Ответов не было и в ближайшее время они не предвиделись, поэтому мы решили не тратить зря время. Все же у нас его не так много осталось. Незамедлительно начать ее искать – показалось нам единственным верным решением из всех доступных на данный момент. Мы разделились по всей улице так, чтобы каждый мог видеть другого, и, громко крича ее имя, пошли по обратному пути, проверяя все места, в которые мы заходили или проходили рядом. Так надежнее, казалось нам. Но и это не помогло. Мы обшарили каждый дом, что еще не развалился и находился на нашем пути или около него, даже в самые разрушенные, в которые никто бы и не подумал полезть. В такие частенько приходилось чуть ли не ползком «заходить», иногда через окна, и каждую секунду, проведенную там, нам казалось, что он вот-вот окончательно развалится, обрушившись на наши головы. Ни одного, ни единого намека на то, что здесь проходила маленькая девочка или вообще кто-либо живой и здравомыслящий. Да и как эти намеки найти посреди бесконечной грязи? Она пропала, испарилась, исчезла, вместе с нашей надеждой ее найти, но мы все равно продолжали ее искать уже там, где мы вовсе не проходили, несмотря на риск потеряться самим. Горло уже саднило, я старался не обращать на это внимания, сосредотачивая все усилия на поисках Зайры. Время шло. Нам уже давно пора возвращаться. Уже сейчас часть пути назад нам придется преодолеть по темноте, и каждому из нас по первое число влетит за это, но и вернуться без Зайры мы не могли. Наверное, совесть не позволяла. Мы совершенно растерялись и не знали, что нам дальше делать.
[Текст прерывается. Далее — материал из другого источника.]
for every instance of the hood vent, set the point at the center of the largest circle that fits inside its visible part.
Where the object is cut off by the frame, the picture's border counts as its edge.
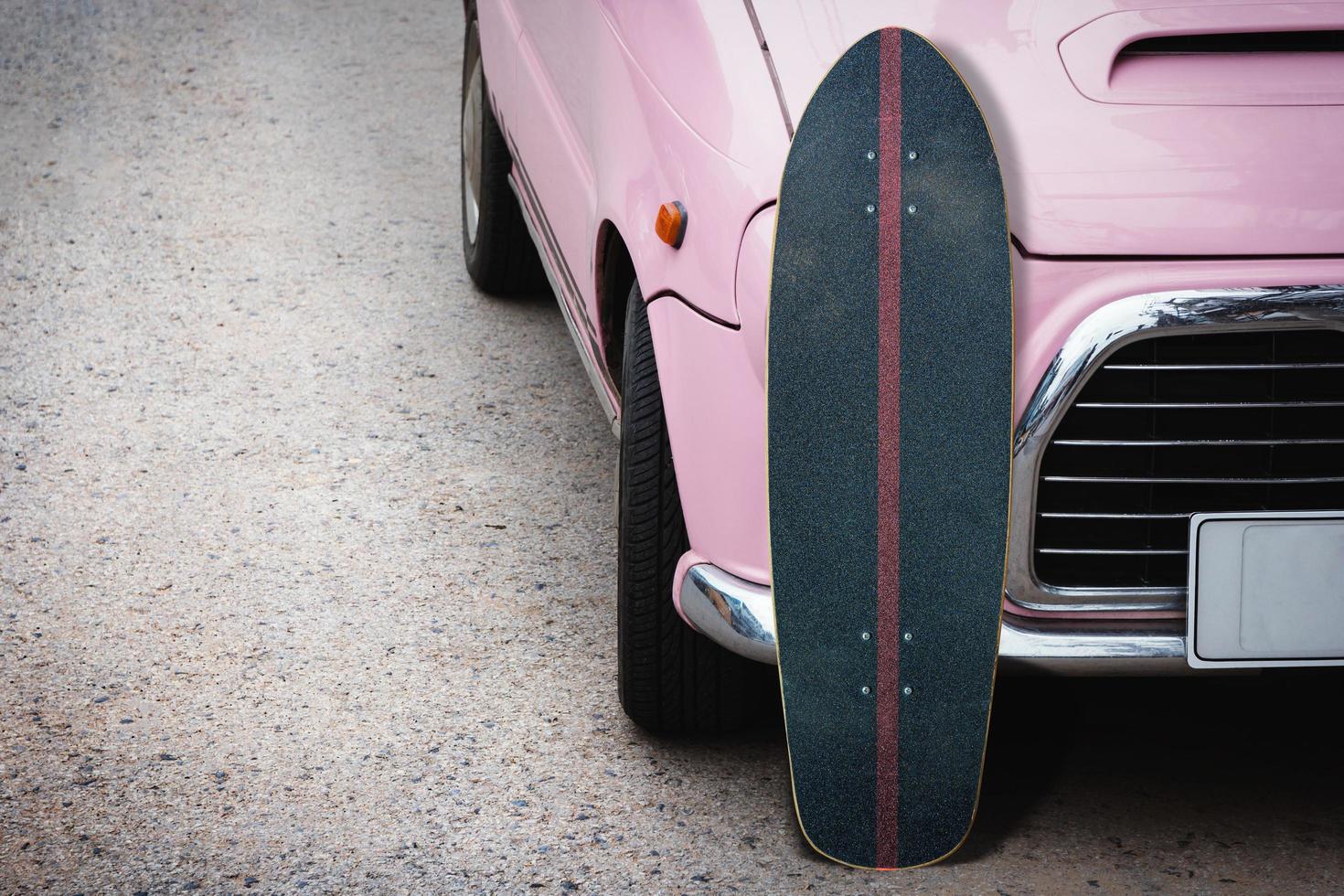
(1246, 43)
– Нам давно пора возвращаться! – едва не плача заскулил Том.

– Мы не можем вернуться без Зайры! – голос Артема тоже его подводил.

– Артем прав! Что мы скажем ее родителям? – и я решил вступить в спор. – А своим? – однако Том не хотел слушать и меня.
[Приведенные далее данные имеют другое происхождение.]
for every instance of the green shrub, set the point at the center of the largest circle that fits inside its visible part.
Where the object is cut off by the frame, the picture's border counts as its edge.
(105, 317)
– Останемся здесь еще ненадолго и сами не вернемся! Если и не убьют, так попросту в темноте дороги домой не найдем. Ты хочешь заблудиться? Я точно нет!

Было горько осознавать, но я был полностью согласен с каждым сказанным им словом. Слов против я найти не мог. Не мог я и согласиться бросить Зайру. Она бы нас не бросила… никого из нас… наверное… не знаю, но я так поступить не могу. Артем тоже молчал. И он понимал, что Том прав, и ничего нельзя сделать с этим. Правда останется правдой, как ее не извращай.
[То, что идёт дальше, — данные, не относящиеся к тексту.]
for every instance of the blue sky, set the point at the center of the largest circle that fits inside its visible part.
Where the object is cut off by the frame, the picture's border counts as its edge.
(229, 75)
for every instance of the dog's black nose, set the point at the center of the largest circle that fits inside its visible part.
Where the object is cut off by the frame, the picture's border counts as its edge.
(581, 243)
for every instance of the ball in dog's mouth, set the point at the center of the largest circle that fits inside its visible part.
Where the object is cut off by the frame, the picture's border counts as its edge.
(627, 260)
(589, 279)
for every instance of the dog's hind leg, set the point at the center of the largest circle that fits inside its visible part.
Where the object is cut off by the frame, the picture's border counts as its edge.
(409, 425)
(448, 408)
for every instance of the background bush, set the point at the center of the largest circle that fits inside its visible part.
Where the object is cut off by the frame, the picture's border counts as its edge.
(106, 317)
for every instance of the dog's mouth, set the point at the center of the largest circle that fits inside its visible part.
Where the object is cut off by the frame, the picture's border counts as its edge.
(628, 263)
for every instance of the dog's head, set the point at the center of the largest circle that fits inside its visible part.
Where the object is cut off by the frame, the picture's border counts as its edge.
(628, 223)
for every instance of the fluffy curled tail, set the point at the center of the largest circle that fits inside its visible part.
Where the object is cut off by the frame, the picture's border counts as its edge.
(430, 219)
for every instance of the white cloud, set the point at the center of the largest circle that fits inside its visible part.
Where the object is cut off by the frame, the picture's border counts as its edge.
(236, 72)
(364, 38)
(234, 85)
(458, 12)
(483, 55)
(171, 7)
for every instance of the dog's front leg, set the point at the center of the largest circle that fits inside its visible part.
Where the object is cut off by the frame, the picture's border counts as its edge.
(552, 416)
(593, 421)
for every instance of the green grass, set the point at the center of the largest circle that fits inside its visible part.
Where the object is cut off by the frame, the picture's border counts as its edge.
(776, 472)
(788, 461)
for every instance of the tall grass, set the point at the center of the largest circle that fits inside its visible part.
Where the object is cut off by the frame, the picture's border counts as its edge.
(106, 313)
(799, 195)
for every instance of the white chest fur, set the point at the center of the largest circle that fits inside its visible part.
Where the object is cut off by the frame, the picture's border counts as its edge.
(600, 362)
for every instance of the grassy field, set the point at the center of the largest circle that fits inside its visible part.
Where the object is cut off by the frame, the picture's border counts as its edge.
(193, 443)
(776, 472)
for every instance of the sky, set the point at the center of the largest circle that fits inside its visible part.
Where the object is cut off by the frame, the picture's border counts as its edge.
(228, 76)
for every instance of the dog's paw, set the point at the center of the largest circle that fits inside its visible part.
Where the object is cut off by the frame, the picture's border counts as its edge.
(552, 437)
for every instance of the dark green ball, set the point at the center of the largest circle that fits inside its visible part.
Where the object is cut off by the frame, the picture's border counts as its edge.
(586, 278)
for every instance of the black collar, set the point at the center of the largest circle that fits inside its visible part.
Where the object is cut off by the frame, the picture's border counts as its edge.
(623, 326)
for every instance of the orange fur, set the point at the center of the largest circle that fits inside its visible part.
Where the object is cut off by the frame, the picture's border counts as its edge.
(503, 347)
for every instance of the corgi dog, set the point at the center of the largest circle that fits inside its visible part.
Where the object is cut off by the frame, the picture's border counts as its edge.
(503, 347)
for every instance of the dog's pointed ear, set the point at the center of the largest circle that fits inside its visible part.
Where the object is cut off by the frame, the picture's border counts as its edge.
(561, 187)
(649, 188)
Но мы должны найти Зайру! Хотя бы попробовать это сделать, и больше медлить нельзя. Времени осталось слишком мало. Точнее его не осталось совсем.

– Мы не можем ее здесь оставить! – закричал я. – Не можем просто так уйти!

Том молчал. Молчал слишком долго, но я продолжал требовать от него ответа одним лишь только злобным взглядом.

– Я тоже не хочу этого делать, но послушай: она сама виновата! Не нужно было от нас далеко отходить, – вдруг мне захотелось убить Тома. – Я не хочу, чтобы мне просто так не за что от отца влетело. Нам придется уйти.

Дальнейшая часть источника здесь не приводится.